Monday, July 11, 2005

SAO PAULO, Brazil - Crowds line up every day at Habib’s for quibes, esfihas and other Middle Eastern snacks. At home, Brazilians tune in for Arnaldo Jabor’s ironic opinion pieces on the nightly TV news, and read about the latest corruption charges against former Mayor Paulo Maluf.

Arab food, Arab culture, Arab roots. The Arab influence is so deeply ingrained in this South American country that many don’t realize how pervasive it is. It just seems, well, Brazilian.

“Assimilation and integration have been so strong that sometimes it is difficult, if not impossible, to know who in this country is of Arab descent and who is not,” Sao Paulo State Gov. Geraldo Alckmin said at a recent meeting of Brazilian and Arab businessmen.



Arab communities are spread across this continent of about 365 million people.

About 10 million Arabs live in Brazil, giving it the largest Arab population outside the Middle East, said Antonio Sarkis, president of the Arab-Brazilian Chamber of Commerce.

About 7 million Arab descendants live elsewhere. Among them are four former presidents: Carlos Saul Menem of Argentina, Abdala Bucaram and Jamil Mahuad in Ecuador and Julio Cesar Turbay of Colombia.

Chile’s Palestinian community of about 350,000 supports a first-division soccer team called Palestino. Colombia’s 200,000-strong Arab community produced one of that country’s hottest cultural exports — the pop star Shakira.

The original Arab settlers were mostly Christian Lebanese and Syrian immigrants who began arriving in the late 19th century, fleeing the Ottoman Empire.
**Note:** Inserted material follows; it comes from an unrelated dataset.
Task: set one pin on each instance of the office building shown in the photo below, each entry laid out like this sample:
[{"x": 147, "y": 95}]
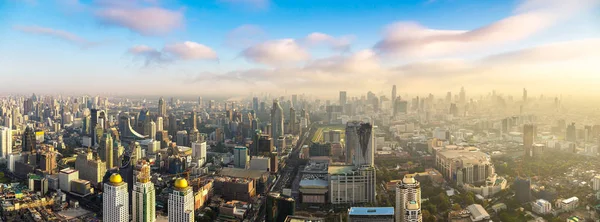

“Many of these immigrants came to Brazil without really wanting to,” said Helmi Nasr, head of the Arabic Studies Center at the University of Sao Paulo. “They had purchased steamship tickets to America, thinking they were heading for North America. After quickly recovering from the initial shock of discovering they had arrived in South America, they started to make the best of it.”

Many of the accomplished merchants settled in Sao Paulo, Brazil’s biggest city, and earned a living as traveling salesmen, roaming the vast country to sell textiles and clothes and open new markets.

As they prospered, relatives joined them, and “with their help they eventually opened their own textile and clothing shops and factories,” Mr. Nasr said.

Today, many of their descendants are prominent in the arts, politics, business, communications and medicine.

Perhaps the best-known Brazilian politician of Arab descent is Mr. Maluf, a perpetual presidential hopeful who twice served as mayor of Sao Paulo and once as governor of Sao Paulo state. Mr. Maluf faces charges of embezzlement and is accused of overbilling highway and tunnel construction projects while serving as mayor between 1993 and 1996.

Ibrahim Abi-Ackel, the son of Lebanese immigrants, served as justice minister under the military regime of President Joao Figueiredo. A leading adversary was liberal Sen. Pedro Simon, also of Lebanese descent.

The Globo TV network capitalized on the strong Arab influence in its popular soap opera “The Clone,” a love story that highlights differences between Islam and the Western world.

A Globo rival, the Bandeirantes network, is owned by the Saad family, which originated in Syria. One of Brazil’s brightest literary lights is Milton Hatoum, the Lebanese-descended author of the acclaimed novel “The Tree of Seventh Heaven.”

Rio de Janeiro also boasts Arab influences. For years, the hottest carnival balls were at the popular Monte Libano and Sirio-Libanes social clubs. If you missed the party, you could catch the gossip in the social column of Ibrahim Sued, a must-read for Rio society.

Arab cuisine is wildly popular among Brazilians. Arab restaurants and fast-food outlets serve hummus, kibbeh, tahina, tabbouleh and halwa in just about every neighborhood in major cities.

But some trends are troubling.

In recent years, Lebanese Muslims have settled in the southwestern city of Foz de Iguacu, in the “Triple Border” area where Paraguay, Argentina and Brazil converge in a region of loosely controlled borders that is a haven for gunrunners, smugglers and counterfeiters.

After the September 11, 2001, attacks on the United States, the U.S. State Department called Foz de Iguacu and its Muslim population of about 25,000 a “focal point for Islamic extremism in Latin America,” though no evidence of terrorist activities has been presented.